Music Choice argued that its internet transmissions qualified for the grandfathered rate under the plain language of the DMCA, and the D.C. Circuit agreed. Under the DMCA, a “subscription digital audio transmission” “shall be subject” to the grandfathered rate if it is (1) “made by a preexisting subscription service,” and (2) offered “in the same transmission medium used by such service on July 31, 1998.” The Court found that the DMCA’s definition of a preexisting subscription service was broad enough to include Music Choice’s internet transmissions, because the term “service” in “preexisting subscription service” refers to both the business entity making the transmissions (i.e. Music Choice) and to the “program offering” the entity provides (i.e., the Music Choice digital audio service). Id. at 11. Put differently, for a digital audio transmission to qualify as a “preexisting subscription service,” it must be made by a business entity with a relevant “program offering”, both of which were in existence before July 31, 1998. Id.

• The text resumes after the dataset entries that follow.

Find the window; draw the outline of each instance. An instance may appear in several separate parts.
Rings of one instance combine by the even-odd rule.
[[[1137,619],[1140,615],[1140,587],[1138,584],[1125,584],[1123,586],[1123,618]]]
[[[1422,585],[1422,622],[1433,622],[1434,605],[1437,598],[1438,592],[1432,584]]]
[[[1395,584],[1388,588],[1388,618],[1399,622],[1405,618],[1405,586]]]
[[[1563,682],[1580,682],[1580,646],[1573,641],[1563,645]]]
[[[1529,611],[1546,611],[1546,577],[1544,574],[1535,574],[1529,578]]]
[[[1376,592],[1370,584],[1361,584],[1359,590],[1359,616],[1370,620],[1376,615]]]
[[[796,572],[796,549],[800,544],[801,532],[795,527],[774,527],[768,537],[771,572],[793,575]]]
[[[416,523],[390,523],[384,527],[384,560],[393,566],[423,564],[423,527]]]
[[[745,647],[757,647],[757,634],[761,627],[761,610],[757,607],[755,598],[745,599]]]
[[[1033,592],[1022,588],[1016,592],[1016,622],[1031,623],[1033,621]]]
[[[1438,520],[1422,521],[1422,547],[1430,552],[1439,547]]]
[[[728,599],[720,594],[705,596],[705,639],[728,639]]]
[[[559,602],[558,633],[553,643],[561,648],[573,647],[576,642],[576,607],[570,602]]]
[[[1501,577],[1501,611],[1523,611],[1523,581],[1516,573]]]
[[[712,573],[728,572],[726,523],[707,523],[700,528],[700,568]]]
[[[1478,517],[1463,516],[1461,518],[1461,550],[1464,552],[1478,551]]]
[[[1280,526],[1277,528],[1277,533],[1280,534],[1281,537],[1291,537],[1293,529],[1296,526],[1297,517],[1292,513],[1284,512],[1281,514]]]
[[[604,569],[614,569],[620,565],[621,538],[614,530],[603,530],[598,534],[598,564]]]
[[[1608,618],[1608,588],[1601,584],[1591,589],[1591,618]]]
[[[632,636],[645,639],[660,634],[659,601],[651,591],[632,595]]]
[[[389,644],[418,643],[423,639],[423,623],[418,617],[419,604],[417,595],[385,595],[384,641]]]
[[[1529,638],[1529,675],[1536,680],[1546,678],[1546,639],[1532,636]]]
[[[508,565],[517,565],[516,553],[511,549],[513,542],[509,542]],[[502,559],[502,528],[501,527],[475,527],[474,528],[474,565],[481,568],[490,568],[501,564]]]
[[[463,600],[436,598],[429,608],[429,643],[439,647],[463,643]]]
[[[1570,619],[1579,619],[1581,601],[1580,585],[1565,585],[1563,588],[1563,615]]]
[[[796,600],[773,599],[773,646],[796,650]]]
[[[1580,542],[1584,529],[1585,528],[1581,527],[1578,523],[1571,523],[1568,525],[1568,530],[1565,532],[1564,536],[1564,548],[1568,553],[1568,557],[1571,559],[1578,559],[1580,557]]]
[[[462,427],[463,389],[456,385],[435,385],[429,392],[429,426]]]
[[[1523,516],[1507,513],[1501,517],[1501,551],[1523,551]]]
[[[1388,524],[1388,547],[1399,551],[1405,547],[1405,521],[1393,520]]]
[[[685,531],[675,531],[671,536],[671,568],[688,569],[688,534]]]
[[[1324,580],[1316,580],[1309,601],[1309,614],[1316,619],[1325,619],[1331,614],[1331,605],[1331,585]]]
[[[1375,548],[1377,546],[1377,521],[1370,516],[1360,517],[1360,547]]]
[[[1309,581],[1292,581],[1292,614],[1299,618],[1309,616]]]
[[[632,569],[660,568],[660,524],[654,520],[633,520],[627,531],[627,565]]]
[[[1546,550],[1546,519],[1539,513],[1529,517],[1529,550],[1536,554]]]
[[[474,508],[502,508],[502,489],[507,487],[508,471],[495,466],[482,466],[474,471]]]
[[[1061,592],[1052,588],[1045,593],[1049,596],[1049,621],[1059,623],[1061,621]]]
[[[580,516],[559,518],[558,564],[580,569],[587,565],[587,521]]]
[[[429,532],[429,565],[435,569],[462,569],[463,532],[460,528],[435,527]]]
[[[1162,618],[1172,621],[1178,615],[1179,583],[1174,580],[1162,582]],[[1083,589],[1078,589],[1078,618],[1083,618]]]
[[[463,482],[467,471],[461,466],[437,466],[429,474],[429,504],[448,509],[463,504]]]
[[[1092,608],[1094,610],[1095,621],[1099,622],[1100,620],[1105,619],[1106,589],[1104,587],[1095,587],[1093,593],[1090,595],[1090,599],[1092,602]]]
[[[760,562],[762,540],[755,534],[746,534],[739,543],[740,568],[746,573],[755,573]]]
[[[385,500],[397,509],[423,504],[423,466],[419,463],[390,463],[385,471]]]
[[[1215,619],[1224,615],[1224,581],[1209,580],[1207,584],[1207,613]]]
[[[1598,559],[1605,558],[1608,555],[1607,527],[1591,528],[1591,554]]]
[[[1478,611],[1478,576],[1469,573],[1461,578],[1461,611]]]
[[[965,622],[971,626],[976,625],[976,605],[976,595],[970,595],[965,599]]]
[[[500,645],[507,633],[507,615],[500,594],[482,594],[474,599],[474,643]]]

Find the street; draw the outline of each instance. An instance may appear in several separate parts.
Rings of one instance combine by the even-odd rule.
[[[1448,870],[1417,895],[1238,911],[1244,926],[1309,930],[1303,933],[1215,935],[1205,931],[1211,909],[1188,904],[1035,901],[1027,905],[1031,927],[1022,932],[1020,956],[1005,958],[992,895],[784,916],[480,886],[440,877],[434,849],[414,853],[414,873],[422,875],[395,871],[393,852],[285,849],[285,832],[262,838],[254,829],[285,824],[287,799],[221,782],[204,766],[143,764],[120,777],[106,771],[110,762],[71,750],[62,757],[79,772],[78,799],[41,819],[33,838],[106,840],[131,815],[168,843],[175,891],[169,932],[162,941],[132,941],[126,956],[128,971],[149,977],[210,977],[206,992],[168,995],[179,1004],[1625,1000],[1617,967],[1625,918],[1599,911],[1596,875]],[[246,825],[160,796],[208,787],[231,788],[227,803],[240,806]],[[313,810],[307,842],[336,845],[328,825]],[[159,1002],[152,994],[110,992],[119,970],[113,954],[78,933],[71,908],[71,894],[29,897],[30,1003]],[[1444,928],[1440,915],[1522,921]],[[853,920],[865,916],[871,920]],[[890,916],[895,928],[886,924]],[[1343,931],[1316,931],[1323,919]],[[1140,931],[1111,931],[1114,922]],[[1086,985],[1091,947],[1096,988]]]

Furthermore, the plain language of the DMCA grandfathers a covered entity’s program offerings that were “in existence” on or before July 31, 1998. Id.
Second, the DMCA applies an unconditional grandfathered rate to transmissions made “in the same transmission medium.” 17 U.S.C. § 114(d)(2)(B). Since the provision does not distinguish between different transmission media, the Court found no reason to exclude internet transmissions. Moreover, Congress did distinguish “satellite digital audio service” and “broadcast transmissions” for a conditional grandfathered rate, bolstering the Court’s conclusion that if Congress intended the DMCA to categorically exclude internet transmissions from the unconditional grandfathered rate, it could have done so. Since Congress did not, however, the Court declined to read the DMCA as excluding internet transmissions from those covered by the grandfathered rate.
Given that Music Choice had been providing some digital audio transmissions over the internet since 1996, and was still doing so on July 31, 1998, the Court found the Register’s categorical exclusion of internet transmissions was incorrect. Moreover, the Court determined that the “preexisting subscription service” definition and the unconditional grandfathered rate provision distinguish between transmission media employed before July 31, 1998, and those offered after that date. Therefore, the Court vacated the Register’s legal opinion and remanded the case to determine under the correct legal standard whether Music Choice’s current service offering, including its internet transmissions, qualified for the unconditional or conditional grandfathered rates. We will continue to monitor this case and report back.